Я -- начальник лесопилки.
Может, меня сознательно дезинформировали, и это поэт? Или обычный, по путевке? А вдруг тоже со скидкой?
А все-таки здесь чем-то пахнет.
5 июня.
Кушал обед. Познакомился с официанткой Аглофирой Ивановной. Ей что-то около восьмидесяти. Представилась бывшей актрисой Ивановского ТЮЗа. Не знаю, верить уж или нет. Слишком крупные черты тела, или она взрослее изменилась?

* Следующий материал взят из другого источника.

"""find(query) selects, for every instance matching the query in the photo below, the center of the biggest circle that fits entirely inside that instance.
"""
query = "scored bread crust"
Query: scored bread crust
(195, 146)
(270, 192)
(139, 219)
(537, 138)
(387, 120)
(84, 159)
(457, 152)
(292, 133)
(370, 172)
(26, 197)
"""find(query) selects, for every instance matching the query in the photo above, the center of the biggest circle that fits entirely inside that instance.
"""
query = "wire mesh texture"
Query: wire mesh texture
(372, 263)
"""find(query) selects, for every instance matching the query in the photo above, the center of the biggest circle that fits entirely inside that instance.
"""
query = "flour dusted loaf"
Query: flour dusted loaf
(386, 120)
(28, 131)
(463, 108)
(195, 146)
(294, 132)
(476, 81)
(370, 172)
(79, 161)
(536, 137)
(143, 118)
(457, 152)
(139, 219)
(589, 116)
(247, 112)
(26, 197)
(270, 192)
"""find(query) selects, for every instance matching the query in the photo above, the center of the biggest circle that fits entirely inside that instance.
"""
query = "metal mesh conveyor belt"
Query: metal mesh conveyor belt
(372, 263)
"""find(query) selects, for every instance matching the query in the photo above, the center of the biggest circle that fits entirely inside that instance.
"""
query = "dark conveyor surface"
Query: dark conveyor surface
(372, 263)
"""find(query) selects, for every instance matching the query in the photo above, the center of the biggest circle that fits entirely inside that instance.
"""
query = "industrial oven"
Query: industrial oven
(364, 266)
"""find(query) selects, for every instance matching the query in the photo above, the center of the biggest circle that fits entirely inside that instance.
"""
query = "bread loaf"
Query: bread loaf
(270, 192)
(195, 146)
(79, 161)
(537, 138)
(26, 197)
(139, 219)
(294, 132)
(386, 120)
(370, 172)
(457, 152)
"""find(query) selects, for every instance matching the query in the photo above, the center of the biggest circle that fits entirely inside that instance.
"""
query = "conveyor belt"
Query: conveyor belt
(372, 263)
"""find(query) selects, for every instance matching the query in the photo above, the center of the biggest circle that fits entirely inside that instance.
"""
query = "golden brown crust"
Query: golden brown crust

Появились комары. Как с цепи сорвались.
6 июня.
Утром после завтрка меня укусила маленькая, но злая собака. Было очень больно, но не кричал. Захотелось спать. Пошел в постель, но спать не смог. Теперб кусали комары.
А вдруг она бешеная?
7 июня.
Сегодня уезжал этот Коляда. А все-таки он известный. Я в ужасе. Сказали, он противоположной ориентации. Ну да фиг с ним! Со мною тут маленькие неприятности: хожу по большому слишком часто. Похоже, нервы. Аглофира Ивановна отказала. Пойти в баню. Сидел один и мечтал. Тяжело. Опять взвешивался. Купил портвейн по одной-семьсот. Легче, но не рассчитал.
8 июня.
Снились кошмары. Будто бы Аглофира дала. Проснулся в потном состоянии. Рядом стояла сухощавая баба в черном. В резиновых перчатках она сжимала палку. Теперь подозреваю, уборщица. Она злобно поинтересовалась, какого хера. Обычно я всегда смелый, но тут из меня потекло. Я уточнил, какого. Она оголила одеяло. Мне стало страшно стыдно. А что я вообще здесь делаю?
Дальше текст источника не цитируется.